— Ну вот, я же говорил, что ты меня полюбишь, Ирисища, а ты сопротивлялась, — опять забалагурил Петька, — а я тебя люблю с той самой минуты, когда ты вошла со своими глазищами к нам в аудиторию. Ты знаешь, что у тебя глаза как у газели, испуганные и любопытные?
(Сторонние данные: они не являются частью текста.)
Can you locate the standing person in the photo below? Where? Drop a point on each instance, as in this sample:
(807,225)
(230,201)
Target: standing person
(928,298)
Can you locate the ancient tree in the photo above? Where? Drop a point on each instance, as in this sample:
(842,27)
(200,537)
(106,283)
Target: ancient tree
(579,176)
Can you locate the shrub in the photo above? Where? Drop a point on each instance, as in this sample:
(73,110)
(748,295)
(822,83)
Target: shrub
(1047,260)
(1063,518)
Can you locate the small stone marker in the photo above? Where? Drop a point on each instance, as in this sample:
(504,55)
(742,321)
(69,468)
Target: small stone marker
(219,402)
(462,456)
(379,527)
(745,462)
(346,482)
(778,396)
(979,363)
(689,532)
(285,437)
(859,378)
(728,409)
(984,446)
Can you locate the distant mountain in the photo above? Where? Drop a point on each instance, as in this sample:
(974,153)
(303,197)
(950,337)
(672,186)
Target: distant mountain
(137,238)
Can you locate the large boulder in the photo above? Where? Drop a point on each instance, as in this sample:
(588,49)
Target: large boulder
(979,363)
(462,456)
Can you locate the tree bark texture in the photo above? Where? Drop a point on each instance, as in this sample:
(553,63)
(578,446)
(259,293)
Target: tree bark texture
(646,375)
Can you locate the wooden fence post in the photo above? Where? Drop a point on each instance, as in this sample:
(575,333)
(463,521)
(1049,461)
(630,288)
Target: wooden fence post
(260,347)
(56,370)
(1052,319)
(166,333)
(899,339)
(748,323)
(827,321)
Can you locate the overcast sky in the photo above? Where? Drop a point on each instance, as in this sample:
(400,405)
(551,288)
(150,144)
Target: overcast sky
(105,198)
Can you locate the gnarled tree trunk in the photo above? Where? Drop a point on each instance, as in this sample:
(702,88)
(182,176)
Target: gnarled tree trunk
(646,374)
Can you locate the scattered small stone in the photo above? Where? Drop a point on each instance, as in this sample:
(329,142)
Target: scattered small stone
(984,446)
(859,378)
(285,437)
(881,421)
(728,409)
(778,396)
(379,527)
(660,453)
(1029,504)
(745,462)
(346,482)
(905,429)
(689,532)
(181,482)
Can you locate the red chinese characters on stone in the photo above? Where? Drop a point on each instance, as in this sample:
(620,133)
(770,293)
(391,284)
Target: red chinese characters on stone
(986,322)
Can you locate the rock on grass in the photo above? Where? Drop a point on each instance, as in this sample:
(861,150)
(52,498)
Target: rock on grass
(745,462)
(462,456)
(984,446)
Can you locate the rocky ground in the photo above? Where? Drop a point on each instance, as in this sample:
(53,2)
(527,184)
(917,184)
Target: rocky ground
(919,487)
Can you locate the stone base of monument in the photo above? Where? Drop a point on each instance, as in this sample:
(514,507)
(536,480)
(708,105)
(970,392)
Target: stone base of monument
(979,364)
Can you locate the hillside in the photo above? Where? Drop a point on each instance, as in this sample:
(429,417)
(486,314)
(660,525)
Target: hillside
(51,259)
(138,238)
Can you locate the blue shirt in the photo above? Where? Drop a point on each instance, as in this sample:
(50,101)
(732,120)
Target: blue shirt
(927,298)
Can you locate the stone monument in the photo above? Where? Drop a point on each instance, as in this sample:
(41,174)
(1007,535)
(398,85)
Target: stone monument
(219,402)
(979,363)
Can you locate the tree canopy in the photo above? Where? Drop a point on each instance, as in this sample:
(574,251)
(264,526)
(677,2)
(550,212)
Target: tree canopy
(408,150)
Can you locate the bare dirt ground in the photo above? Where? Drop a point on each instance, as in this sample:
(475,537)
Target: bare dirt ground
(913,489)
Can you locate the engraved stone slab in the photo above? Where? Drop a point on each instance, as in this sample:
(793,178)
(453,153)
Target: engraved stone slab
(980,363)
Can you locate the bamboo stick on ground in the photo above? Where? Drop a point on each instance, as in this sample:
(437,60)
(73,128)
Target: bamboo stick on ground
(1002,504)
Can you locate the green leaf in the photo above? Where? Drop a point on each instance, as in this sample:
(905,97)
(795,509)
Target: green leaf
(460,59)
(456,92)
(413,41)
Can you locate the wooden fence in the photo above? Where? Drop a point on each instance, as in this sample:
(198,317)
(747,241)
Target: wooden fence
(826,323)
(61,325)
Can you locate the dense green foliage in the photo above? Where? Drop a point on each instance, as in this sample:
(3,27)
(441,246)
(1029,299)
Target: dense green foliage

Обнявшись, глядя друг другу в глаза, они долго перебирали подробности той встречи на занятиях и то чувство, которое одновременно проснулось в их душах. Время летело незаметно, и вскоре в коридоре послышались шаги возвращающихся с занятий студентов. Пришло время расставаться.
— Ты же теперь моя жена, — сказал ей Петя, обнимая её на прощание, — понимаешь?
— Жена… — растерянно протянула девушка и ещё крепче прижалась к любимому.
Чувственность, которая поселилась в её теле, неосознанно для неё самой требовала все новых и новых объятий, все новых и новых ласк, удовольствия ощущать своего любимого. О том, что её жизнь может кардинально измениться, зародись от этих ласк в её чреве ребёнок, не бросит ли этот лихой и весёлый парень её после всего этого, Ира как-то не думала. Ей было все это безразлично, ей просто было хорошо от того, что он рядом, что можно целовать его глаза, можно гладить его упругие бицепсы, можно слушать его голос. Она стала его частью.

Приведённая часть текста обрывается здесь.